FARMER: : Frankie la Grange with wife Katy, son Ethan, and baby daughter Aidan.
Zwartfontein citrus manager, Frankie la Grange, didn’t set out to be a citrus farmer after he left school, but an early love for the industry led him to a position that he regards as the perfect fit.
Frankie hails from Nelspruit, but grew up in Paarl before spending two years in England working for another South African fruit exporter and a brief stint in Scotland putting up fences. On his return to South Africa, he spent 10 years in the Greater Kruger National Park before returning to citrus farming, following in the footsteps of his father, Hans la Grange, a citrus technical consultant to a number of exporters, including SAFE.
“As a child, I accompanied him on his visits to various citrus farms, and the lifestyle always appealed to me,” says Frankie, who lives at Zwartfontein near Wellington, with his English wife Katy, son Ethan (4) and baby daughter Aidan.
“Having a citrus expert in the family is very handy. Whenever he comes to visit us socially, we take a drive around the orchards and his comments are always right on the money.”
When Frankie arrived at Zwartfontein two years ago it was a grape farm, and a lot has changed since then.

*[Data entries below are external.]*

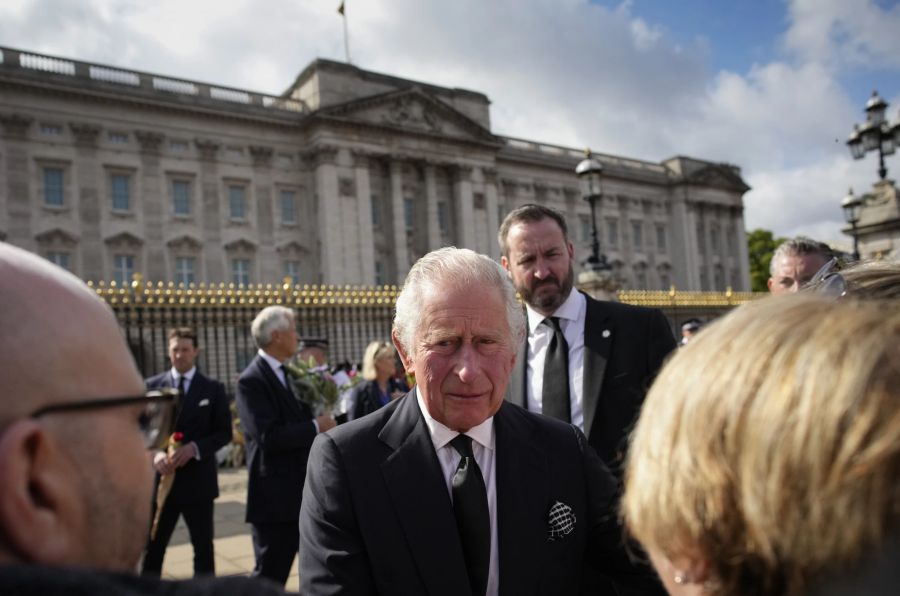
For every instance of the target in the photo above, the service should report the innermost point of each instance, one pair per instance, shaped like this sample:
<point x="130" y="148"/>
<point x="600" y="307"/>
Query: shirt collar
<point x="188" y="376"/>
<point x="271" y="360"/>
<point x="483" y="434"/>
<point x="570" y="310"/>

“We’ve already planted the first 75ha and are now busy preparing another 90ha for planting to start mid-September. We initially planned our first harvest for 2019, but due to the drought we have decided to put some more body on the trees first.
“At present, we have 55ha of lemons and 20ha of Midknight Valencia. We will now be planting 20ha of Nules, 30ha of Witkrans Navels, 20ha of Orri Mandarins, and another 10ha of Midknights.
“Another 10ha of Witkrans Navels will be planted next year, bringing the total to 165ha of citrus when all the trees are in the ground. There are also 100ha of grapes at Zwartfontein.”
Frankie has been responsible for overseeing everything on the citrus side of Zwartfontein, from installing the irrigation system and laying out the blocks, to nursing the trees through the recent drought.
“Being a member of the CGA (Citrus Growers Association) is particularly useful at a farm like Zwartfontein, where we are establishing new citrus orchards for the first time. It certainly helps us keep abreast of all the latest global trends, ensuring we can get a head start on the latest varieties when choosing what to plant.”
Coming from a family-run farm to an established export company has been quite a change, but one Frankie has embraced.
“A big advantage in farming for SAFE is that there will always be a market for your fruit, because of the company’s good reputation for high standards. As long as you deliver the goods, SAFE allows you free reign to run the farm as you see fit.”